ランボルギーニ アヴェンタドール、最後の1台を引き渡し…11年の歴史に幕

最終モデル「ウルティメ」は600台限定

V12エンジンは最大出力780hpに強化

カーボンを多用して乾燥重量は1550kgに

ランボルギーニ・アヴェンタドール LP780-4 ウルティメ の最後の1台
ランボルギーニ・アヴェンタドール LP780-4 ウルティメ の最後の1台全 10 枚

ランボルギーニは11月16日、2ドアスーパーカー『アヴェンタドール』の最終モデル『アヴェンタドール LP780-4ウルティメ』のクーペの最後の1台を顧客に引き渡した、と発表した。2011年の登場から約11年で、その歴史に幕を下ろした。

写真:ランボルギーニ・アヴェンタドール LP780-4 ウルティメ

◆最終モデル「ウルティメ」は600台限定

同車は、アヴェンタドールのおよそ11年の歴史に終止符を打つ最終モデルだ。また、ランボルギーニ伝統のV型12気筒ガソリン自然吸気エンジンを、電動化技術なしで搭載する最後のモデルでもある。クーペ350台、ロードスター250台の合計600台が限定生産され、完売している。ウルティメとは、ラテン語で究極の、最後の、を意味する。
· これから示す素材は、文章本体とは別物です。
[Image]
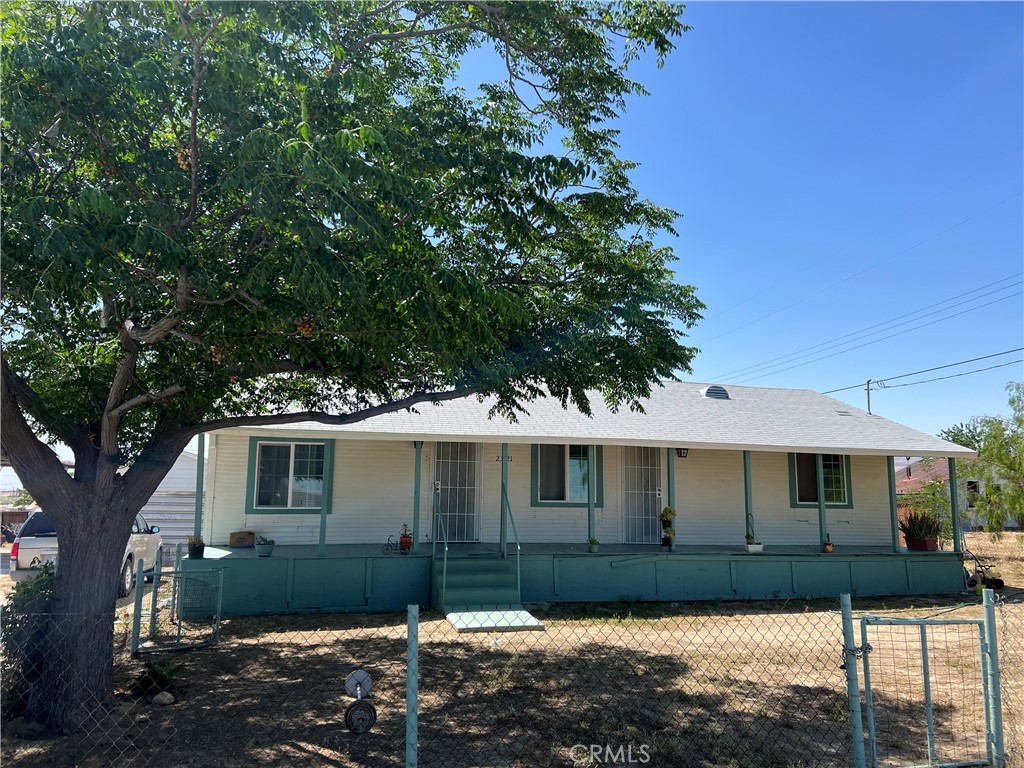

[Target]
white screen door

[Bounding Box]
[623,445,662,544]
[434,442,479,542]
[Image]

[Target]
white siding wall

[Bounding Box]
[480,443,622,544]
[205,431,890,546]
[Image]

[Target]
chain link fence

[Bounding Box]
[132,566,223,653]
[0,598,1024,768]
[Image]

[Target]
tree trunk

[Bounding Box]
[28,493,137,733]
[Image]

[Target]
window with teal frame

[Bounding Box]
[246,437,334,515]
[530,445,604,507]
[790,454,853,509]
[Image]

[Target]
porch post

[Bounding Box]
[948,458,964,555]
[665,449,679,507]
[498,442,509,557]
[743,451,754,536]
[193,432,206,538]
[886,456,900,552]
[413,440,423,555]
[814,454,828,544]
[587,445,597,540]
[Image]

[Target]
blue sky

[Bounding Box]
[0,2,1024,486]
[620,3,1024,433]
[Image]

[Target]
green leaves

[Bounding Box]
[0,2,701,458]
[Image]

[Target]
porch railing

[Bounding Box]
[430,483,449,608]
[502,487,522,599]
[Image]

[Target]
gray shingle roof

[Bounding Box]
[239,382,975,457]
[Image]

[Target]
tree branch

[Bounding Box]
[188,388,476,439]
[0,358,76,509]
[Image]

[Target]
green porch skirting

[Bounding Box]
[182,545,965,615]
[522,553,965,602]
[181,547,430,615]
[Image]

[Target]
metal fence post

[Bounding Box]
[839,593,866,768]
[981,590,1007,768]
[131,557,145,655]
[406,605,420,768]
[149,549,164,640]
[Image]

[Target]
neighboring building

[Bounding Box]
[185,383,974,613]
[140,451,199,563]
[0,451,198,552]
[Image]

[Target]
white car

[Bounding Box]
[10,512,164,597]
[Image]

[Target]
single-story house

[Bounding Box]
[182,382,975,613]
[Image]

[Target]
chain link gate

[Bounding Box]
[842,590,1006,768]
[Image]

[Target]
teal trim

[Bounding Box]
[406,606,423,768]
[839,592,870,768]
[981,590,1006,765]
[587,445,597,543]
[246,437,334,518]
[413,440,423,555]
[193,432,206,539]
[948,458,964,555]
[743,451,754,536]
[788,454,853,509]
[814,454,828,544]
[498,442,509,557]
[529,442,604,509]
[886,456,902,552]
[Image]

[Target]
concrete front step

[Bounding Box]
[444,603,544,632]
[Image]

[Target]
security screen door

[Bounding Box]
[434,442,479,542]
[623,445,662,544]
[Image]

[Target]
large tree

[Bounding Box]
[0,0,701,729]
[939,382,1024,531]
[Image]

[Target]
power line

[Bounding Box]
[821,347,1024,394]
[711,272,1024,381]
[697,189,1024,345]
[871,358,1024,389]
[732,291,1021,384]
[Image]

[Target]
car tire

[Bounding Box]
[118,557,135,597]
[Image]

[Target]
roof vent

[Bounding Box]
[700,384,729,400]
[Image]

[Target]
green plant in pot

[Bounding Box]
[899,512,942,552]
[256,536,273,557]
[185,536,206,560]
[657,507,676,530]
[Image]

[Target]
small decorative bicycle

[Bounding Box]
[381,523,413,555]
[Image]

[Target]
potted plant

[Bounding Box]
[256,536,273,557]
[899,512,942,552]
[185,536,206,560]
[657,507,676,530]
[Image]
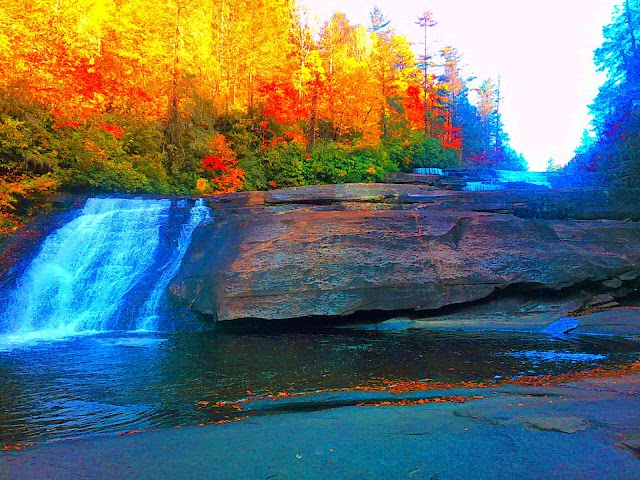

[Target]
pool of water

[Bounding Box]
[0,328,640,443]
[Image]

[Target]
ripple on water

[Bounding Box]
[0,325,640,443]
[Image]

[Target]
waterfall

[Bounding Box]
[0,198,209,344]
[137,199,211,331]
[497,170,551,188]
[413,168,444,177]
[463,182,504,192]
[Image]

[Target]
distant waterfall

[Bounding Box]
[137,199,211,331]
[463,182,504,192]
[498,170,551,188]
[413,168,444,177]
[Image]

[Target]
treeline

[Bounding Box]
[566,0,640,187]
[0,0,525,229]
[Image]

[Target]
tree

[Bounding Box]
[416,10,438,137]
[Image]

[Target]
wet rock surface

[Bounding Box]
[170,184,640,320]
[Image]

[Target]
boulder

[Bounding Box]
[170,185,640,321]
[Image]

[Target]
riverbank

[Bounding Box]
[0,302,640,480]
[0,373,640,480]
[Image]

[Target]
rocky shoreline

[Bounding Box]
[170,184,640,321]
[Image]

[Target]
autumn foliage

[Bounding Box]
[0,0,520,232]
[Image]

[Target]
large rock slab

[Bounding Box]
[171,186,640,320]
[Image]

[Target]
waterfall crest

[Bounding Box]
[137,199,211,331]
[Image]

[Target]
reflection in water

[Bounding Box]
[0,329,640,442]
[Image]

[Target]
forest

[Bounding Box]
[566,0,640,188]
[0,0,640,232]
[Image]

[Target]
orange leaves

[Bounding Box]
[202,155,229,172]
[100,123,124,139]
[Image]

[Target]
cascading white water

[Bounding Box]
[137,199,211,331]
[0,198,171,342]
[463,182,504,192]
[413,167,444,177]
[497,170,551,188]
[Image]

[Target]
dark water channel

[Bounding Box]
[0,328,640,443]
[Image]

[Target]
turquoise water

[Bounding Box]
[0,328,640,443]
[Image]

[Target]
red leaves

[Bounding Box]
[201,155,229,172]
[53,122,80,130]
[100,123,124,139]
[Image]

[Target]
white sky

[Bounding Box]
[300,0,620,171]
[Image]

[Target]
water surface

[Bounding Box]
[0,328,640,443]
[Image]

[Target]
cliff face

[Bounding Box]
[170,185,640,320]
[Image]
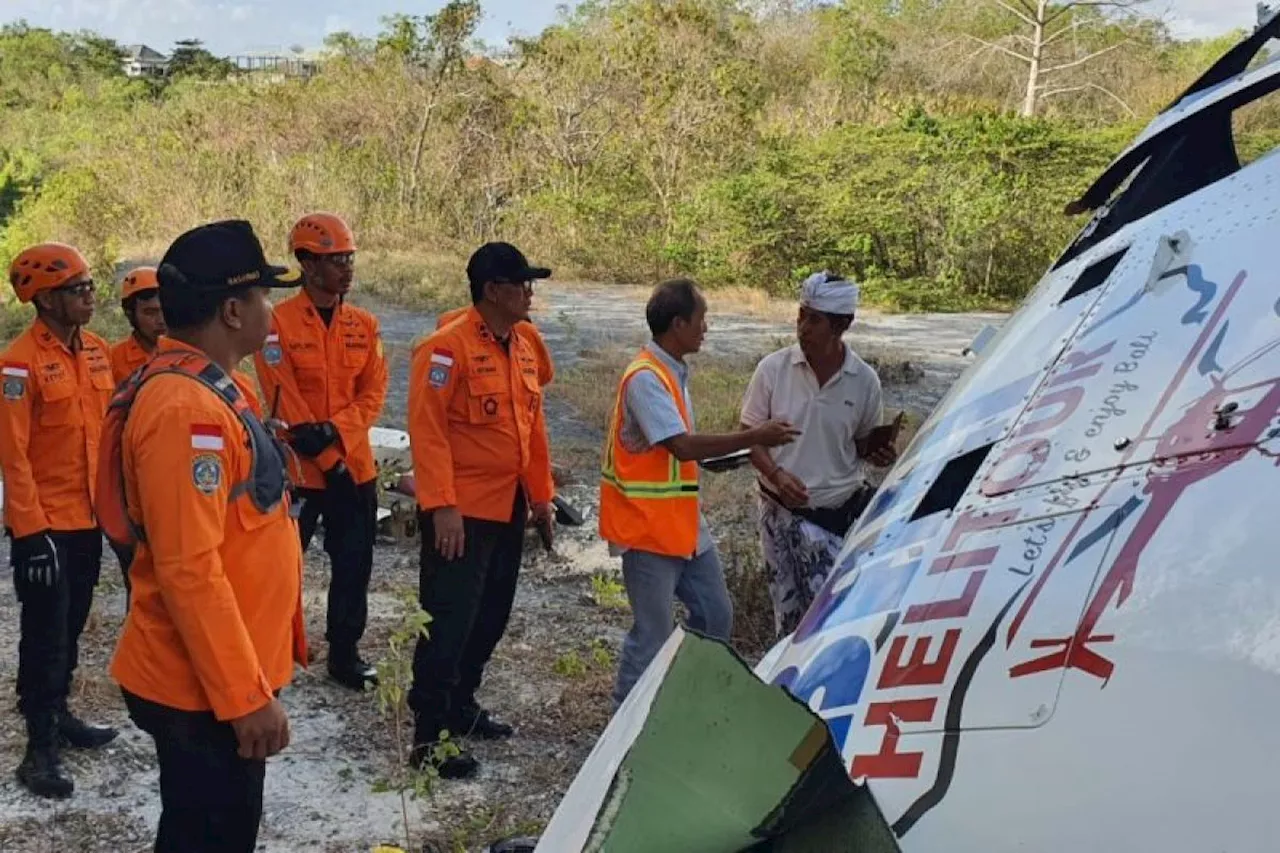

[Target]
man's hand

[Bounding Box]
[751,420,800,447]
[9,532,61,587]
[324,461,360,511]
[289,420,338,459]
[530,503,556,551]
[232,699,289,761]
[769,467,809,510]
[431,506,467,560]
[858,411,906,467]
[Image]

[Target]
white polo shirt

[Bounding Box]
[741,343,883,508]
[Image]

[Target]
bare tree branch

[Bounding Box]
[1044,0,1146,27]
[992,0,1036,27]
[1041,38,1129,74]
[1041,20,1084,47]
[966,33,1032,63]
[1039,83,1137,118]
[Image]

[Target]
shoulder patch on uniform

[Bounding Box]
[0,361,31,400]
[191,453,223,494]
[426,347,453,388]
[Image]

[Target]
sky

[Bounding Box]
[0,0,1256,55]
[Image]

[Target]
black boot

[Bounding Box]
[58,704,120,749]
[18,712,76,799]
[408,719,480,779]
[329,648,378,692]
[449,702,516,740]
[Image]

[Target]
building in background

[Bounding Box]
[120,45,169,77]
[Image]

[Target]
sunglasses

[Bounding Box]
[54,279,93,297]
[493,278,534,293]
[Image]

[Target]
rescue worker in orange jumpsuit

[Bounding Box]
[111,266,164,384]
[0,243,116,798]
[99,220,306,853]
[435,307,556,388]
[253,213,388,690]
[108,266,164,584]
[408,243,556,779]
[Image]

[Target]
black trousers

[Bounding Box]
[106,539,134,610]
[10,530,102,719]
[298,480,378,650]
[408,489,529,736]
[123,690,266,853]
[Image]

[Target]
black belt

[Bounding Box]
[760,480,876,537]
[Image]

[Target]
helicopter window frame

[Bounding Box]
[1052,29,1280,270]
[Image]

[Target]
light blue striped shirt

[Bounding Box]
[609,342,714,556]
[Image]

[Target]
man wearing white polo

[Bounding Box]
[740,272,901,637]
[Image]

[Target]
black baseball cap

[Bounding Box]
[467,243,552,284]
[156,219,302,292]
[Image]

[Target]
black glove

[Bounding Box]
[289,420,338,459]
[324,462,360,502]
[9,530,61,587]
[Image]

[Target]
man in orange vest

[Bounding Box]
[253,213,388,690]
[600,279,799,708]
[408,243,556,779]
[108,220,306,853]
[111,266,164,384]
[0,243,116,798]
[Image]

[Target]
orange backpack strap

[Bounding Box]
[95,351,288,547]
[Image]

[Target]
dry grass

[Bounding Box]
[356,252,467,310]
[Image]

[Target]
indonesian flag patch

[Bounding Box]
[426,347,453,388]
[191,424,224,451]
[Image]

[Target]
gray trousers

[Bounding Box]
[613,546,733,710]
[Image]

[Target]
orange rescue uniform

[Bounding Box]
[111,334,151,384]
[435,307,556,388]
[111,338,306,721]
[408,307,556,523]
[253,291,388,489]
[0,319,115,538]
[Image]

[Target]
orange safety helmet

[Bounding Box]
[289,213,356,255]
[120,266,160,302]
[9,243,88,302]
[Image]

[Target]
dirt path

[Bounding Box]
[0,281,1000,853]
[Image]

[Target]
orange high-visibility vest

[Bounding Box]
[600,350,698,557]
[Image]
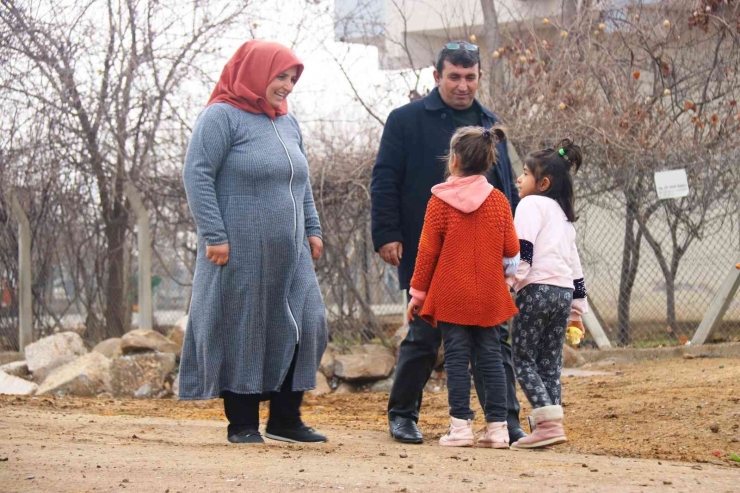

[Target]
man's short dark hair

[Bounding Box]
[436,41,480,74]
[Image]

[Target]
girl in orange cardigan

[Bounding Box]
[407,127,519,448]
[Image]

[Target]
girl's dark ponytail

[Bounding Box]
[555,138,583,174]
[524,139,583,222]
[447,125,506,176]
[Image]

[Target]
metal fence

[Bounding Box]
[0,184,740,349]
[576,196,740,346]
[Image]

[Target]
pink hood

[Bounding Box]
[432,175,493,214]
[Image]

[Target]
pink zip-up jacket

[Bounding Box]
[507,195,588,321]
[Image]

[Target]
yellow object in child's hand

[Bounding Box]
[565,325,583,347]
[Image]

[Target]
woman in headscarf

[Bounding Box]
[179,40,327,443]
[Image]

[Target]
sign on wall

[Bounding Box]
[655,169,689,200]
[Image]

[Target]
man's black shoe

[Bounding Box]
[389,417,424,443]
[228,430,265,443]
[265,423,327,443]
[509,427,527,443]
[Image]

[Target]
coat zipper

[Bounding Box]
[270,120,301,344]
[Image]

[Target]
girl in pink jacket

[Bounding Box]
[508,139,588,448]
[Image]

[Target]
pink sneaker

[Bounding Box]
[511,406,568,449]
[478,421,509,448]
[439,416,475,447]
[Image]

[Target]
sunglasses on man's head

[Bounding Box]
[445,42,478,51]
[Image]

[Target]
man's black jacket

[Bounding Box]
[370,88,519,289]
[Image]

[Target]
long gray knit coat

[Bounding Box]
[179,103,327,400]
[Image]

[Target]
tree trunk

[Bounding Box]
[665,273,678,338]
[617,192,642,346]
[562,0,578,29]
[480,0,504,100]
[105,195,130,338]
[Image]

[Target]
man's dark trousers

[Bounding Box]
[388,294,520,429]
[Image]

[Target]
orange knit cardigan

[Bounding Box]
[411,189,519,327]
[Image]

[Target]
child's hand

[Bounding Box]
[206,243,229,266]
[565,320,586,347]
[308,236,324,260]
[406,302,424,322]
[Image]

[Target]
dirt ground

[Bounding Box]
[0,358,740,493]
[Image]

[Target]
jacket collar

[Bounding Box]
[422,87,498,122]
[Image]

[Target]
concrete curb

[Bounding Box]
[578,342,740,363]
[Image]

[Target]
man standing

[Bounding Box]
[370,41,526,443]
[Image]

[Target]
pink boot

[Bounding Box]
[478,421,509,448]
[439,416,475,447]
[511,406,568,449]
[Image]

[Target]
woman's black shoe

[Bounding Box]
[229,430,265,443]
[388,416,424,443]
[265,423,326,443]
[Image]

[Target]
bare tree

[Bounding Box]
[0,0,249,340]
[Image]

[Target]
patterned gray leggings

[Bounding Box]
[511,284,573,408]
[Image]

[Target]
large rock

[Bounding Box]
[37,352,111,397]
[121,329,182,356]
[334,344,396,381]
[0,371,39,395]
[334,382,357,394]
[111,353,175,397]
[93,337,123,359]
[0,351,26,365]
[33,356,79,384]
[308,371,331,396]
[0,361,31,379]
[25,332,87,374]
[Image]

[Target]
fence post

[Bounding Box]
[691,258,740,344]
[581,310,612,349]
[10,193,33,352]
[124,182,154,330]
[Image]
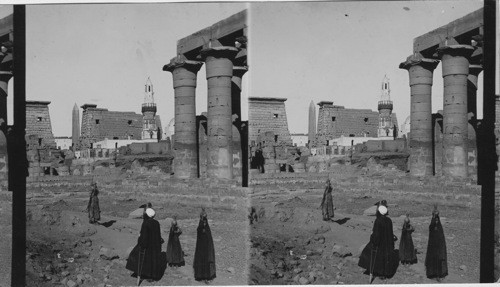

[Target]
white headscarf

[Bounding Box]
[146,208,155,218]
[378,205,387,215]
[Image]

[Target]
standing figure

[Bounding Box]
[358,205,399,283]
[320,179,335,221]
[248,206,259,224]
[193,209,216,283]
[87,182,101,224]
[126,208,166,284]
[425,205,448,281]
[167,217,185,267]
[399,213,417,265]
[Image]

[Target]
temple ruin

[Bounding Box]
[399,9,483,178]
[163,10,248,183]
[26,101,56,149]
[309,76,398,147]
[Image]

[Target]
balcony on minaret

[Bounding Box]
[378,100,392,111]
[142,103,156,114]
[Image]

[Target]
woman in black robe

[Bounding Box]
[320,179,335,221]
[399,214,417,265]
[425,205,448,281]
[126,208,166,284]
[87,182,101,224]
[358,205,399,283]
[193,210,216,283]
[167,218,185,267]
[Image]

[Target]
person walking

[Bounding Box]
[399,213,417,265]
[87,182,101,224]
[320,179,335,221]
[425,205,448,282]
[126,208,166,285]
[167,217,185,267]
[358,205,399,284]
[193,209,216,283]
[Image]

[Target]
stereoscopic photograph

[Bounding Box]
[0,0,500,287]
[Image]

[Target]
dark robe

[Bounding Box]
[87,188,101,223]
[358,215,399,278]
[126,218,166,281]
[425,215,448,278]
[321,186,334,220]
[399,222,417,264]
[167,225,185,266]
[193,218,216,281]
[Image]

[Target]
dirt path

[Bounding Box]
[250,189,479,284]
[0,194,12,287]
[27,189,249,286]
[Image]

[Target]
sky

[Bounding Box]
[23,3,248,136]
[249,0,483,133]
[0,0,498,136]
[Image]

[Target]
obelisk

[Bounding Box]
[308,100,316,147]
[71,103,80,150]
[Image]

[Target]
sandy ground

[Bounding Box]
[250,187,480,285]
[27,184,249,286]
[0,193,12,287]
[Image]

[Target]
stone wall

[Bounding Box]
[129,141,170,154]
[80,104,143,148]
[248,98,292,145]
[26,101,56,148]
[364,139,406,152]
[315,102,379,146]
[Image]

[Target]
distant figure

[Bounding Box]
[193,209,216,283]
[320,179,335,221]
[87,182,101,224]
[167,217,185,267]
[248,206,259,224]
[255,149,265,173]
[126,208,166,285]
[358,205,399,283]
[425,205,448,281]
[399,213,417,265]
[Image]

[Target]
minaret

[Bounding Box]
[71,103,80,150]
[378,75,394,137]
[308,100,316,147]
[142,77,158,140]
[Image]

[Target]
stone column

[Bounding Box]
[163,57,203,178]
[0,71,12,186]
[201,46,238,179]
[467,65,483,180]
[0,71,12,133]
[399,54,439,176]
[438,45,474,178]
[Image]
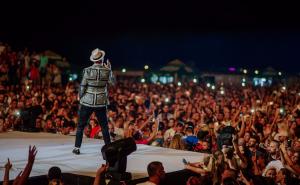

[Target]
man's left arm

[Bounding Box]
[79,69,87,99]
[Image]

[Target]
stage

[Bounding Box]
[0,131,207,181]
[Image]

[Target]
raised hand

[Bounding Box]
[4,158,12,171]
[13,171,23,185]
[28,145,37,163]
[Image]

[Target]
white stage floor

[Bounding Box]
[0,132,207,181]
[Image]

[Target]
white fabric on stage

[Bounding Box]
[0,132,206,181]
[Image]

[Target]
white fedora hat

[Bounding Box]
[90,48,105,62]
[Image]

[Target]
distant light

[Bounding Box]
[279,108,284,114]
[228,67,236,72]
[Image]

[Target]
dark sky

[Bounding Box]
[0,0,300,72]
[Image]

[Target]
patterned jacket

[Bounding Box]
[79,63,114,107]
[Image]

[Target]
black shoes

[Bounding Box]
[72,148,80,155]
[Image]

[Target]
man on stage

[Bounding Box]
[73,48,113,155]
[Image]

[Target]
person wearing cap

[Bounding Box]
[73,48,114,155]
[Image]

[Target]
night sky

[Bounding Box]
[0,1,300,72]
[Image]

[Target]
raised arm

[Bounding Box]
[3,158,12,185]
[79,69,87,99]
[280,144,300,175]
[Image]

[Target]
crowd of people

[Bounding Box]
[0,41,300,185]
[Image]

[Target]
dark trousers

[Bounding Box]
[75,105,110,148]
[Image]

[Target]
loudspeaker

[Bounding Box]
[101,138,136,181]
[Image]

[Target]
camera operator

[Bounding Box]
[20,97,43,132]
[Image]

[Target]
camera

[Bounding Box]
[182,158,188,165]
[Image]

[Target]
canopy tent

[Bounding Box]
[160,59,193,73]
[155,59,194,82]
[263,67,278,76]
[44,50,70,68]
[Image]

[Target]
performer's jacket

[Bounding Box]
[79,63,114,107]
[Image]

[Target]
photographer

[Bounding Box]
[20,97,43,132]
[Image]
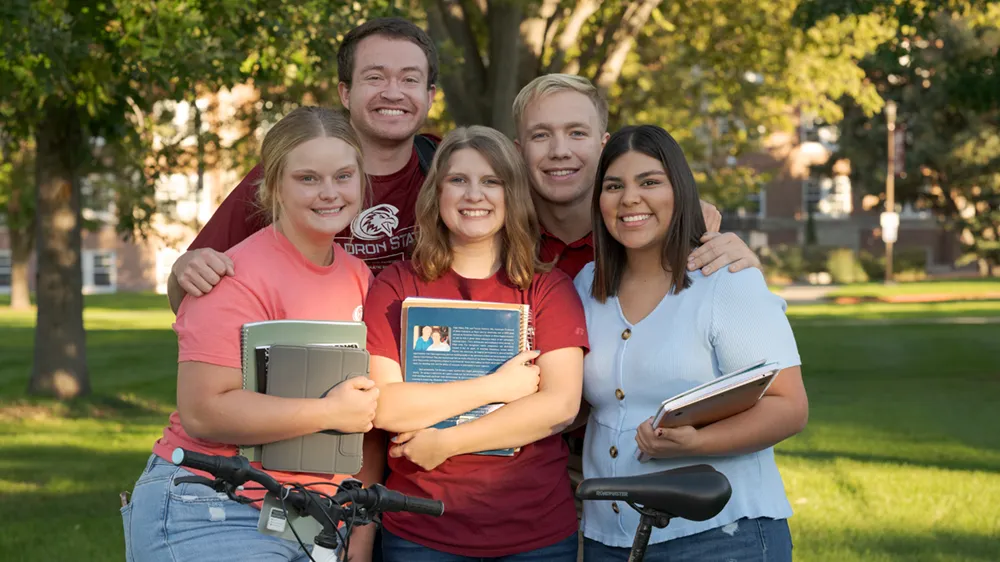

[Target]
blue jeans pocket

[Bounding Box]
[120,502,134,562]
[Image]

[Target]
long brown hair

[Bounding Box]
[590,125,707,302]
[413,125,549,289]
[257,106,369,223]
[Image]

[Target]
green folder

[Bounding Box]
[240,320,368,462]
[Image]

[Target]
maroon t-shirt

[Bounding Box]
[364,261,588,557]
[188,135,440,274]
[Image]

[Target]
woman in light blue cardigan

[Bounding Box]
[576,125,809,562]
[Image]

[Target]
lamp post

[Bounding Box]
[880,100,899,285]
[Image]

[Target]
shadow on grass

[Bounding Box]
[775,450,1000,474]
[0,394,172,421]
[0,327,177,401]
[793,524,1000,562]
[0,293,170,310]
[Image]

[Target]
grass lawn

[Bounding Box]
[829,279,1000,298]
[0,295,1000,562]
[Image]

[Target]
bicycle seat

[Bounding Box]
[576,464,733,521]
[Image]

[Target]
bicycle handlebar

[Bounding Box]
[171,448,444,517]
ランボルギーニは、クーペの最後の1台を、オンラインオークションに出品。落札者には、スティーブ・アオキとクリスタ・キムの2人のアーティストが手がけた芸術作品も付帯し、作品は「NFT」によって本物と保証される。

NFTとは NFT(Non-Fungible Tokens、非代替性トークン)を意味する。NFTは、ブロックチェーンという分散型台帳に記録される識別子で、絵画、動画、音楽、その他の記録(車のVINなど)に結び付けられる。トークンは同じものが2つとないため、所有者はトークンによって資産の真贋、希少性、プログラマビリティ、インターネット上のトレーサビリティを保証することが可能になる。

ランボルギーニ・アヴェンタドール LP780-4 ウルティメランボルギーニ・アヴェンタドール LP780-4 ウルティメ

◆V12エンジンは最大出力780hpに強化

ランボルギーニは、アヴェンタドール LP780-4ウルティメ向けに、ランボルギーニの市販車向けとしては、史上最強のV型12気筒ガソリン自然吸気エンジンを開発した。チタン製インテークバルブの採用や、VVT(可変バルブタイミング)やVIS(可変吸気システム)の最適化により、6.5リットルV12エンジンは最大出力が780hp/8500rpmに引き上げられた。

780hpのパワーは『アヴェンタドールS』よりも40hp高く、『アヴェンタドールSVJ』を10hp上回る。最大トルクは73.4kgm/6750rpmだ。トランスミッションは7速の「ISR(インディペンデント・シフティング・ロッド)」。アヴェンタドール LP780-4ウルティメは、 0~100km/h加速2.8秒、最高速355km/hの性能を発揮する。CCBブレーキシステムは、100km/h走行からの制動で、30mで停止できる性能を備える。

モードセレクターによって、「STRADA」、「SPORT」、「CORSA」の3種類のドライブモードが選択できる。これにより、エンジン、トランスミッション、トラクション、ステアリング、サスペンション、スタビリティコントロールを最適に調整することができる。これらに加えて、「EGO」モードでは、すべての設定をカスタマイズし、自分だけのドライビングを楽しむことが可能という。

ランボルギーニ・アヴェンタドール LP780-4 ウルティメランボルギーニ・アヴェンタドール LP780-4 ウルティメ

◆カーボンを多用して乾燥重量は1550kgに

アヴェンタドール LP780-4ウルティメは、アヴェンタドールの基本コンセプトに戻り、「LP」(Longitudinale Posteriore=ミッドシップ縦置き)の名称を復活させた。ランボルギーニのデザイン部門の「セントロスタイル」がデザインを手がけた。特別に開発されたカラーリングは、ブラック部分と塗装部分とのコントラストを美しく演出しているという。

また、無駄のないピュアなボディラインと、広範に使用されているカーボンファイバーが特長だ。剛性が高く軽量なカーボンファイバー製モノコックと、ボディ全体にカーボンファイバーを多用することで、乾燥重量は1550kgに抑えている。

フロントには、リップスポイラーと大型のエアダクトが装備された。エアロダイナミクスを向上させると同時に、エンジンやラジエーターの冷却性を引き上げる。専用のフロントバンパーには、エアダクトとサイドクーリングインレットが採用された。リアバンパーは軽量デザインとしている。

アクティブエアロシステムのリアウィングは、速度と選択したドライブモードに応じて、3種類の角度に切り替わる。アンダーボディも見直され、空気の流れを最大化し、ブレーキの冷却性を高めている。